The Woodlark Inn on Church Street keeps a coal fire going through the winter and has no fruit machines. It's a red-brick former beerhouse with a bare-brick, beamed bar, and it runs its own microbrewery alongside a kitchen that sources seafood from award-winning Cornwall suppliers. The specials board has carried calamari with garlic mayo and lemon, and slow-roasted duck with mashed potatoes, cranberries and green beans, alongside the standing Sunday lunches and steaks. Three changing cask ales sit next to two regulars, Theakston Best Bitter and Timothy Taylor Landlord. LeftLion's Lizzy O'Riordan called it "the traditional pub and microbrewery located in one of Nottingham's cutest residential areas... a really friendly atmosphere, with a snug interior and a heated outdoor area." Tripadvisor has it at 4.8 out of 5, 21st of 1,249 restaurants in Nottingham. There's a beer festival in June and another in September, and Tapas & Tunes on the last Sunday of the month from April to September.
A few doors down the road at 82 Main Street, the Robin Hood Inn is smaller and plainer, a two-roomed local with a mix of carpet and flagstone floor. It's been licensed since 1855, under this and its former name, the Robin Hood & Little John. The kitchen does a big Yorkshire pudding with mash, gravy and vegetables, homemade chips and fish, shepherd's pie and stone-baked pizzas. There's a quiz on Thursdays, pool, darts, dominoes, and Wainwright Amber on cask.
The pub on Main Street itself has had three names since 1855: the Nag's Head, then The Lambley after a 2023 refit, and now the Lambley Village Kitchen, since the previous operators left in January 2026 to concentrate on their other pubs. The Sunday roast survived the changeover — leg of lamb, dry-aged topside of beef, homemade Yorkshire pudding — and locals still rate it.

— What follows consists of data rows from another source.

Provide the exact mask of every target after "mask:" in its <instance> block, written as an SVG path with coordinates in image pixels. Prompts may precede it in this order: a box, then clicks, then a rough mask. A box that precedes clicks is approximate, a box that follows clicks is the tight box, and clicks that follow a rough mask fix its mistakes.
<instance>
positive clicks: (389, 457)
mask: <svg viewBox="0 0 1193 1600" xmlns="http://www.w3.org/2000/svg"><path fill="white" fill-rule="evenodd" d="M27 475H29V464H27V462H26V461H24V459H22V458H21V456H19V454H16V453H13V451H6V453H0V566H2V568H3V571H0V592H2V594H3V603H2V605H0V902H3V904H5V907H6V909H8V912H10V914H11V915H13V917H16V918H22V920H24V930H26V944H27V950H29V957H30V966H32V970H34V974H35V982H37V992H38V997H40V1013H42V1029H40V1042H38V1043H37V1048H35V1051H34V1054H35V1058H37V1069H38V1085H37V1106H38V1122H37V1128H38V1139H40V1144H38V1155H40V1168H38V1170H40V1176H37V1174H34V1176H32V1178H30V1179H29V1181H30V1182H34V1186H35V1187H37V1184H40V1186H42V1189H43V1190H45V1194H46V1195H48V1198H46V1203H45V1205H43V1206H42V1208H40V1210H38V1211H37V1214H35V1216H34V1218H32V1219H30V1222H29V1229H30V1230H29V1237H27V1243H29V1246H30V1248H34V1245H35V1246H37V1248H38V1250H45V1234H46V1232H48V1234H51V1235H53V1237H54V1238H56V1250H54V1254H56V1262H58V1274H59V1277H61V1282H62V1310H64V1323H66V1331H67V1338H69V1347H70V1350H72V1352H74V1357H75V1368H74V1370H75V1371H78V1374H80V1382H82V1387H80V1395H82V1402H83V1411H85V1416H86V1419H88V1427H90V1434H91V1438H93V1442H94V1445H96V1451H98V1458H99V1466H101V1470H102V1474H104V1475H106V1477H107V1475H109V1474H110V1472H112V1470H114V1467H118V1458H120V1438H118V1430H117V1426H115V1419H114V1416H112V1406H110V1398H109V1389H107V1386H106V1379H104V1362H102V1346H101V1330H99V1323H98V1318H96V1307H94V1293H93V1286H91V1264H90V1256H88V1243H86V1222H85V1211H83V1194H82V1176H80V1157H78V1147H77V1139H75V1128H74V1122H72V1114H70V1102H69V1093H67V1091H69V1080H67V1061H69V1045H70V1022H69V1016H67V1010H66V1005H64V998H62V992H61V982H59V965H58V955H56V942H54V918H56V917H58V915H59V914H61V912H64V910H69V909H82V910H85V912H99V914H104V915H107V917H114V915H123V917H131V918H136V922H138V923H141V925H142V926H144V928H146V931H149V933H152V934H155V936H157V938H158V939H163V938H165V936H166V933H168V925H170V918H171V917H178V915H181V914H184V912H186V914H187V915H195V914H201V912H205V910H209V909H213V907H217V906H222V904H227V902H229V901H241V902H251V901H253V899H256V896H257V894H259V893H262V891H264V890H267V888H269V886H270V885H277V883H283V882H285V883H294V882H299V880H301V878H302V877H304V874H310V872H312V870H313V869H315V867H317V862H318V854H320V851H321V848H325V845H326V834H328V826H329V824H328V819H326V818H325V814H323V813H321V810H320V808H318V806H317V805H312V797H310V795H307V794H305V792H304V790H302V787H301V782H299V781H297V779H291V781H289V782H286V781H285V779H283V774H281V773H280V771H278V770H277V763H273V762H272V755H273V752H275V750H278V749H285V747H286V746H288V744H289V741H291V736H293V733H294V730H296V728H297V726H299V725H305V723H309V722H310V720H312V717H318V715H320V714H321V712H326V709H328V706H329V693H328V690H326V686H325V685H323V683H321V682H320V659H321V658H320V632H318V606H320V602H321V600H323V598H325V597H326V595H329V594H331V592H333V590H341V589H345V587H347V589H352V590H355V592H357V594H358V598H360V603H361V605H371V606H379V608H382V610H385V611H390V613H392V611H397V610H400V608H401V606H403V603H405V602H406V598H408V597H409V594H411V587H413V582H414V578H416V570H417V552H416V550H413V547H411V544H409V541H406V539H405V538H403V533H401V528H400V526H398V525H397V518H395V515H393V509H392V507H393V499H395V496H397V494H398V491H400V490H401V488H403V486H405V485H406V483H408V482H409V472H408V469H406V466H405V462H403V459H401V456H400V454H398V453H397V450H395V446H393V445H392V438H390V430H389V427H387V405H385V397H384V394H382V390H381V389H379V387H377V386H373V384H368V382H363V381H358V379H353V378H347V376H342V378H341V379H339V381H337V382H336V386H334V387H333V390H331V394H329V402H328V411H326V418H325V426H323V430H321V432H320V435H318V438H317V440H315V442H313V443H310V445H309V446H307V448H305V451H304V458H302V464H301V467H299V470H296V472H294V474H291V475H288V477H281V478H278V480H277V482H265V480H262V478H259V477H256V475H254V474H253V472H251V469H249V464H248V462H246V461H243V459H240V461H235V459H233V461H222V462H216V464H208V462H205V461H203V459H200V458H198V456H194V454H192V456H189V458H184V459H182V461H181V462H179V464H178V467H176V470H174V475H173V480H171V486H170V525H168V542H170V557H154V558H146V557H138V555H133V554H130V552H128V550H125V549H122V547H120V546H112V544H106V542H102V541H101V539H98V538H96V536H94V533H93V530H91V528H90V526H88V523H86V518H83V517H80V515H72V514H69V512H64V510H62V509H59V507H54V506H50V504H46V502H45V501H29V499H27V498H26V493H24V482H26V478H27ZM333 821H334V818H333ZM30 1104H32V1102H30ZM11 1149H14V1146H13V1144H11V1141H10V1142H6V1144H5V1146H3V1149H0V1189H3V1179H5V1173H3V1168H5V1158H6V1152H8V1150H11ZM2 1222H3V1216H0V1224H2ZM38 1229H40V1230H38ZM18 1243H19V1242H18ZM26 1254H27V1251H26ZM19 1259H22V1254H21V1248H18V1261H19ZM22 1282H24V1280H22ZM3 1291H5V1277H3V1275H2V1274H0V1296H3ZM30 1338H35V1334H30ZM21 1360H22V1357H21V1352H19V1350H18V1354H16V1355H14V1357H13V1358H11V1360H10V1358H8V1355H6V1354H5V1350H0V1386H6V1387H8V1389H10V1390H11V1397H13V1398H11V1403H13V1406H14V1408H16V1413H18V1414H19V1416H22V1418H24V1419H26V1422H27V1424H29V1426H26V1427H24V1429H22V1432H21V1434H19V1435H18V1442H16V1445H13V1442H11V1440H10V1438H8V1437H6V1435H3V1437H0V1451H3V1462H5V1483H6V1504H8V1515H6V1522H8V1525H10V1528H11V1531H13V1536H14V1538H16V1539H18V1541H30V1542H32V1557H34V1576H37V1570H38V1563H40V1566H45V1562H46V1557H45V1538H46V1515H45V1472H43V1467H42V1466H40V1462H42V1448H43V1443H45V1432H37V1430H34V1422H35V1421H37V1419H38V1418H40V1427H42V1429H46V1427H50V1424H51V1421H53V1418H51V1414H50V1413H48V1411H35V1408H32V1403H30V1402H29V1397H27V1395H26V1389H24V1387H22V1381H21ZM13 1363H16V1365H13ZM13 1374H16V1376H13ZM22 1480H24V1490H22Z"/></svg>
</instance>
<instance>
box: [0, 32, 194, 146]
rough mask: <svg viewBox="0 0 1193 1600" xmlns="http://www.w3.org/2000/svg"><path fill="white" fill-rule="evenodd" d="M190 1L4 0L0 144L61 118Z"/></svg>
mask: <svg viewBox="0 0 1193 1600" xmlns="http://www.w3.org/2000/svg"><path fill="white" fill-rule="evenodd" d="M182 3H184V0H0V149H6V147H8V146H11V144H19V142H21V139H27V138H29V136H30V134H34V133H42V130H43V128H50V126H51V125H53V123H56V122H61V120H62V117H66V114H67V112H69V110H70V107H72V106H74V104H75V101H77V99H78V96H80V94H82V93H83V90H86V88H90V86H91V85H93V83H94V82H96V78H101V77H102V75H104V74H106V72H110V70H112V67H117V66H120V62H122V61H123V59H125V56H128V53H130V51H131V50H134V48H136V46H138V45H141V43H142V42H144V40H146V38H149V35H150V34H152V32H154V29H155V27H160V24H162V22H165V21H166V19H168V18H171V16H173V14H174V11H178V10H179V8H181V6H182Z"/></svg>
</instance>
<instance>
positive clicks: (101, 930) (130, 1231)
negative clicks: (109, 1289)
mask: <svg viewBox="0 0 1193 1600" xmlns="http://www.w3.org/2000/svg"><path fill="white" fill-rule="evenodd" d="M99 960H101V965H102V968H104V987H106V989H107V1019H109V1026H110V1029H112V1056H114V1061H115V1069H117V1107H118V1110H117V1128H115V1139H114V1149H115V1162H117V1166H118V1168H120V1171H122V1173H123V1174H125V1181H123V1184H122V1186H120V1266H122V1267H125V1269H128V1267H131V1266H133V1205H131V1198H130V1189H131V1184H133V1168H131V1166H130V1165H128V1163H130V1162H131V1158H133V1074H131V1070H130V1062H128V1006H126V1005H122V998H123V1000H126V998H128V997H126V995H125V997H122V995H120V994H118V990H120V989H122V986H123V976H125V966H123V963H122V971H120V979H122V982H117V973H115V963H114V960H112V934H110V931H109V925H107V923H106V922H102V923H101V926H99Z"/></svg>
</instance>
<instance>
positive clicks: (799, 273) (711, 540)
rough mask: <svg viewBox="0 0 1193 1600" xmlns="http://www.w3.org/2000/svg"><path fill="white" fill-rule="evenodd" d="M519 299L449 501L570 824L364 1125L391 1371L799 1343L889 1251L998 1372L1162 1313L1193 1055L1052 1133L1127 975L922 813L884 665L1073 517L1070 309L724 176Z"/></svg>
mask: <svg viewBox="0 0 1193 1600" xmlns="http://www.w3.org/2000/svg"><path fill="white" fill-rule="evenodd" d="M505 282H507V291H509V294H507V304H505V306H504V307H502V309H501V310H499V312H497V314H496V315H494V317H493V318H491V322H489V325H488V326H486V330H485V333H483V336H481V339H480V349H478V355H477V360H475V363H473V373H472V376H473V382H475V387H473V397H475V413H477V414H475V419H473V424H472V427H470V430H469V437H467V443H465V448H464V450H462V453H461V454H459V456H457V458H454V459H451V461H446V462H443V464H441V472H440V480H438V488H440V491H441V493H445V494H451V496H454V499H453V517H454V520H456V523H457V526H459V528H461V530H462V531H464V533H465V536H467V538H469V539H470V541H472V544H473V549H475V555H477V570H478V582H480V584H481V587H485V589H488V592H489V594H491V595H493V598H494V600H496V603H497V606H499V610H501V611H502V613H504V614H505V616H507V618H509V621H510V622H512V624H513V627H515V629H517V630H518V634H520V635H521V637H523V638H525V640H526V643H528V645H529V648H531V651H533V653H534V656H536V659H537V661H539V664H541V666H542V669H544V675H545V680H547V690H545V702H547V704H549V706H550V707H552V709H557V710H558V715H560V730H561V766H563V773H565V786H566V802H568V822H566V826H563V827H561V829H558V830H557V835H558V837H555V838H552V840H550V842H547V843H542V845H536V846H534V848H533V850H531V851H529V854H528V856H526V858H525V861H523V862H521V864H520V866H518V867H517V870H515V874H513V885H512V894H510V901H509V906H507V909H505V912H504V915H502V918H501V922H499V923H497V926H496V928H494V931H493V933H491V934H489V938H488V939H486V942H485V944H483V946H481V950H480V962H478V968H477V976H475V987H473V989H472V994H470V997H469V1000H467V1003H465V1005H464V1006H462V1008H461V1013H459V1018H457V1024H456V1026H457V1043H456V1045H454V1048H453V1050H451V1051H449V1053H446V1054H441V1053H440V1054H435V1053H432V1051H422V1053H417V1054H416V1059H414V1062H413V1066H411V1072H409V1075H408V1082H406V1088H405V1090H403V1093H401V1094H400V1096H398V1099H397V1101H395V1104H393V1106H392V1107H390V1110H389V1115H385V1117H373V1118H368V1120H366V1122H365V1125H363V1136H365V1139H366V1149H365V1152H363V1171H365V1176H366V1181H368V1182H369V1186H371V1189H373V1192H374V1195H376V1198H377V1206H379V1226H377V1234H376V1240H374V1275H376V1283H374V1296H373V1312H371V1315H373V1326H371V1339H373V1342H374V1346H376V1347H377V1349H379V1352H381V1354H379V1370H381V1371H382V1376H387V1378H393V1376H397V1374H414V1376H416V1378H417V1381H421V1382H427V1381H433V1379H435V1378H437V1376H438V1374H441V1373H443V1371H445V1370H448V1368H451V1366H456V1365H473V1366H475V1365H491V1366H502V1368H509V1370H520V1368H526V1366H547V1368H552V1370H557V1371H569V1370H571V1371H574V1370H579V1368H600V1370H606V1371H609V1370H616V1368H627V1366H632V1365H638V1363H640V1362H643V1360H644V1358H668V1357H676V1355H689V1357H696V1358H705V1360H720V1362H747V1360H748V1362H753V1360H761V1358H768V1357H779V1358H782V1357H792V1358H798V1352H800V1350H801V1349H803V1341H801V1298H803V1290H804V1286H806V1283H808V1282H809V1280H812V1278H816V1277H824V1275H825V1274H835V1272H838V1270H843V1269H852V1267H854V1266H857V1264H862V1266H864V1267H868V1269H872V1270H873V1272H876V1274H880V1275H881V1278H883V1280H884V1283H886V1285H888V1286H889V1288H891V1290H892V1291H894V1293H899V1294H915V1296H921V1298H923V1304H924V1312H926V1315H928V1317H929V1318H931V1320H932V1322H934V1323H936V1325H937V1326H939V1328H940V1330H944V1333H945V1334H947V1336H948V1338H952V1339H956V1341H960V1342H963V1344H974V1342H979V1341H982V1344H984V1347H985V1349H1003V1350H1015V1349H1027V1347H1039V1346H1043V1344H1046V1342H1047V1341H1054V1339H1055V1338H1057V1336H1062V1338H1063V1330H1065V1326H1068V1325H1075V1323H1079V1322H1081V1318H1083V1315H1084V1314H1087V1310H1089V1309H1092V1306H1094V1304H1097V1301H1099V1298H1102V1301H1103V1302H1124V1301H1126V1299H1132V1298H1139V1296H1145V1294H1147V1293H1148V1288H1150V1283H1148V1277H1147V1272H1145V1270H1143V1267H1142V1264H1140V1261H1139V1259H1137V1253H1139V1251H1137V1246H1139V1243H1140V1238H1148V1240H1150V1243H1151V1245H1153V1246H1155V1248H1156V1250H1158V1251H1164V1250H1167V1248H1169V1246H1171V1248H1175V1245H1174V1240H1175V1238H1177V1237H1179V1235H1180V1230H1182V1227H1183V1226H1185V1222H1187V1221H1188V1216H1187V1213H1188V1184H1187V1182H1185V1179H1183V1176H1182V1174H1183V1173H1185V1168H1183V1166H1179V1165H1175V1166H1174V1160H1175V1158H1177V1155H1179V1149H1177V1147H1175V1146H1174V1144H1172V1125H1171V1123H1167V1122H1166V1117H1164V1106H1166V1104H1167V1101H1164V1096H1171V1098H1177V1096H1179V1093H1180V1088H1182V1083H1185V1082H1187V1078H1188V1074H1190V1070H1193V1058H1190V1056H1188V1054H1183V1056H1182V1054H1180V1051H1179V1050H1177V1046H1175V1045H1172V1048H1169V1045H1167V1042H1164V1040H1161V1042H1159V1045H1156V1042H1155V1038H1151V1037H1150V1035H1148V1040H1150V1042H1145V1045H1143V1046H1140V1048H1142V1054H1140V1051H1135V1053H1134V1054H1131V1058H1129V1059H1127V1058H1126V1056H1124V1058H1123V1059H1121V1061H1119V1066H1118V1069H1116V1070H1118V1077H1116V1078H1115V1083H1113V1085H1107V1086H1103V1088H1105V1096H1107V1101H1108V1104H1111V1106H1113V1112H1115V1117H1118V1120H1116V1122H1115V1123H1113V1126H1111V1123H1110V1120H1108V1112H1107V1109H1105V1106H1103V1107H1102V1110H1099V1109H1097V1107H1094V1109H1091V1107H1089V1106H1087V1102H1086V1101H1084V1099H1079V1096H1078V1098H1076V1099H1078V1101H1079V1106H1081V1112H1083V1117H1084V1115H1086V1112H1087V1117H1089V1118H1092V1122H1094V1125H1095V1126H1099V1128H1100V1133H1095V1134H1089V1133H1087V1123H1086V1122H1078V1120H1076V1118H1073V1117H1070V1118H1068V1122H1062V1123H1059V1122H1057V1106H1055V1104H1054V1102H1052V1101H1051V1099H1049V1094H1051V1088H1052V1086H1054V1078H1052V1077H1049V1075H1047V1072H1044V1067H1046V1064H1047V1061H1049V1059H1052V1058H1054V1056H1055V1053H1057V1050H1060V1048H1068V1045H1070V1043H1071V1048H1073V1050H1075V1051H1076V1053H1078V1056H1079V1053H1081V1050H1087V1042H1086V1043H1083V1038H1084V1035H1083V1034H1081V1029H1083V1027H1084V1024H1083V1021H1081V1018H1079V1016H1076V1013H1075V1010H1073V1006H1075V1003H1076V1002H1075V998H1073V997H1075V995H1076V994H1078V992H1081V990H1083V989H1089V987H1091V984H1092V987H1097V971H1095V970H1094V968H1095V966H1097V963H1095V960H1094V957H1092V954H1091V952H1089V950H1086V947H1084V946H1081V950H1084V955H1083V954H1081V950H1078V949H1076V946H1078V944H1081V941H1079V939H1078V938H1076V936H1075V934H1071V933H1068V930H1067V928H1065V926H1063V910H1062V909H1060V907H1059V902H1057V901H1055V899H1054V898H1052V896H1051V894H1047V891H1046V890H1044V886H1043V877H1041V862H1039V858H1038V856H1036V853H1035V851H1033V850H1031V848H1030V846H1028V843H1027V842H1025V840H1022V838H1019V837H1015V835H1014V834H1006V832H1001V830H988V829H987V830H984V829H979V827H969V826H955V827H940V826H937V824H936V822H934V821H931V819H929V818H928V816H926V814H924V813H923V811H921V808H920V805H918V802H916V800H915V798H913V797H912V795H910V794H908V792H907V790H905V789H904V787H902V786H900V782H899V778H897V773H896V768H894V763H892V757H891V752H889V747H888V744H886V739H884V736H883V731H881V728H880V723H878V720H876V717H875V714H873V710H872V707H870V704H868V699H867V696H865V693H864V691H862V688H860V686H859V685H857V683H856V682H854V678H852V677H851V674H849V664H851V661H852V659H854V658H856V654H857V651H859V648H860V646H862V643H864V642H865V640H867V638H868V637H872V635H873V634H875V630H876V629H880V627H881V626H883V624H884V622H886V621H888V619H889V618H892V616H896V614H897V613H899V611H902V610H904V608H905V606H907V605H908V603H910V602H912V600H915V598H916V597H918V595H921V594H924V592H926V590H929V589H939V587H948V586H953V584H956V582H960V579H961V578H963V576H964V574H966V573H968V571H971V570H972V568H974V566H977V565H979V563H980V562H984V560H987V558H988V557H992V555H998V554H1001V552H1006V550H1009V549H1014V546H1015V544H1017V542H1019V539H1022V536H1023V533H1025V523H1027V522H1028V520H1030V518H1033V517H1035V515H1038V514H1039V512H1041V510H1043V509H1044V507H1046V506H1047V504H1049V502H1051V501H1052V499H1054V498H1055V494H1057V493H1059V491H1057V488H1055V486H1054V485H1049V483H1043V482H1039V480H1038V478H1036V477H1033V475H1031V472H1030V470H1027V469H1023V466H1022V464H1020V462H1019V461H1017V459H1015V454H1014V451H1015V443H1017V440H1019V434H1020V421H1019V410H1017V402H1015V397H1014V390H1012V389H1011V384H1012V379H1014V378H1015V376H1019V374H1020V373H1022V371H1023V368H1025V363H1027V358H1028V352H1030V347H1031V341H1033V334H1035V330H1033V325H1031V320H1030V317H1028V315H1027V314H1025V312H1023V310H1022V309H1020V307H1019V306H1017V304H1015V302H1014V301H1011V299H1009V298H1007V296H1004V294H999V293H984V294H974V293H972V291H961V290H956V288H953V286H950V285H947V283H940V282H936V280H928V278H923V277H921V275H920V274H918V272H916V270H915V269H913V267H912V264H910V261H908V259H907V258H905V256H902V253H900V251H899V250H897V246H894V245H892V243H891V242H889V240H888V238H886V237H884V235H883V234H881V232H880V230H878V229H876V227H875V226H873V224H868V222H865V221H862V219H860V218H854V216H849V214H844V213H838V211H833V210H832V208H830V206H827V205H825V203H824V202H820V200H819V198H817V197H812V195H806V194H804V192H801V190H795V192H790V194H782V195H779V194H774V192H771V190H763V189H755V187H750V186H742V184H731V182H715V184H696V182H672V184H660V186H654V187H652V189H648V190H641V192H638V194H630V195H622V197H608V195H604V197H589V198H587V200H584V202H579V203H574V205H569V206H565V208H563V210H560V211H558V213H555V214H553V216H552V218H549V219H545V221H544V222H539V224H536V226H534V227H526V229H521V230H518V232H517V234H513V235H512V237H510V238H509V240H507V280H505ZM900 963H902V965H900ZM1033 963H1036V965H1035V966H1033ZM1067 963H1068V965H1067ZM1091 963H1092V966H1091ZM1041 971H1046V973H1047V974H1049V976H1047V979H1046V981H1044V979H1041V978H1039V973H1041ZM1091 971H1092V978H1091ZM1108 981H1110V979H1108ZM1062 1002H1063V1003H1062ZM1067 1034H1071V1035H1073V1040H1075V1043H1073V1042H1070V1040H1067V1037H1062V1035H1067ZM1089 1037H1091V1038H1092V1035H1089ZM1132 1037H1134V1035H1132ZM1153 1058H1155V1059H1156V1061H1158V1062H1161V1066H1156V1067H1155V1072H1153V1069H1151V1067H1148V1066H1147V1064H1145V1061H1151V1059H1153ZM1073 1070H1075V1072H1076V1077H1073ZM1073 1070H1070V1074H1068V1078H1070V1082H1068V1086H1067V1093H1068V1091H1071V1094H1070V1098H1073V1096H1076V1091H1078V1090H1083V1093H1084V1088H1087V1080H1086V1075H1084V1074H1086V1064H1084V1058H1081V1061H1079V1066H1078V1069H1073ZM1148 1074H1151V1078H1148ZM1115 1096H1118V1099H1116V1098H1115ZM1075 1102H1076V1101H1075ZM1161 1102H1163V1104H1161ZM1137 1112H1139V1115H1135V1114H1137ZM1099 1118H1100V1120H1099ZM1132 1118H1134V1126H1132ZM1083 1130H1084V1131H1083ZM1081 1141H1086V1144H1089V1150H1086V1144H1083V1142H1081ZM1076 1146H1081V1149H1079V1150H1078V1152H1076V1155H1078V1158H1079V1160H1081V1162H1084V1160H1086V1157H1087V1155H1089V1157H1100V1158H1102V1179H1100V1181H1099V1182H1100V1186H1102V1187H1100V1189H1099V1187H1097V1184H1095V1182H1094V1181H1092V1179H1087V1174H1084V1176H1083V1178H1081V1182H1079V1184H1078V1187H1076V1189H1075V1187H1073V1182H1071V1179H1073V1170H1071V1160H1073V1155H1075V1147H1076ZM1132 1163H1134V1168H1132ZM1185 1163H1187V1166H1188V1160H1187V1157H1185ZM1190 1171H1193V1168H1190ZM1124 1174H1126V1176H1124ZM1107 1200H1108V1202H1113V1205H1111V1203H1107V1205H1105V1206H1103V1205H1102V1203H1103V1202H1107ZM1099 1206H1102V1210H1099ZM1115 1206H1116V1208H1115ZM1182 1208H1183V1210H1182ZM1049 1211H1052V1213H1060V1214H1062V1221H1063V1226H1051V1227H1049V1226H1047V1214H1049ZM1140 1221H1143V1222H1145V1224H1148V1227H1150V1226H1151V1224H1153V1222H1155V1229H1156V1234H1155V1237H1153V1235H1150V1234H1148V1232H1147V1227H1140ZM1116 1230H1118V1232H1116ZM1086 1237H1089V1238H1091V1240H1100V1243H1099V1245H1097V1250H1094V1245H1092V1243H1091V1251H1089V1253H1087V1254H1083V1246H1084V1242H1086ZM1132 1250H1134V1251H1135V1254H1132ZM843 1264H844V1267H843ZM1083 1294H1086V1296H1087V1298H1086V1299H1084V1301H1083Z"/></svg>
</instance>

Spring Lane Farm Shop has been trading since 1962. It bakes farmhouse, granary, wholemeal and multi-seed bread on site every day, runs its own butchery for beef, lamb, pork and game, and keeps a deli counter of local cheeses and pork pies.
Walk out of the village either side and you drop into the dumbles — steep, wooded ravines that glacial meltwater cut into the bedrock about ten thousand years ago, thick with ferns and wildflowers. The full Lambley Dumbles Circular is 5.5 miles, taking in a ridge with views across to the Vale of Belvoir; a shorter 2.5km loop starts and ends in Gedling. The local historical society has also mapped out four heritage trails, from a 1.7km nature walk to a 7.5km version of the Top Trail.
Holy Trinity Church is Grade I listed and almost entirely Perpendicular in style, rebuilt around 1470 with money from Ralph, Lord Cromwell, Treasurer of England, who was born in the village and later built Tattershall Castle. His badge, a bulging purse carved in stone, sits in panels beside the east window. Pevsner called the church "one of the few entirely Perp. village churches in Notts, all of a piece and of felicitous proportions." Grooves worn into the outer walls, where medieval archers sharpened their arrows in the churchyard, are still there to look at.
Domesday recorded the manor as Lambeley, worth 60 shillings, unchanged from the time of Edward the Confessor, with two mills and twenty acres of meadow. Framework knitting arrived later and stayed for a couple of centuries — by 1844 there were 381 stocking frames in the village, and the long weaver's windows built to light them are still visible on cottages along Main Street and Green Lane.
The village show runs every September on Catfoot Lane, with a scarecrow competition through the streets beforehand, a dog show, a tug of war, and the WI serving breakfast cobs from nine in the morning.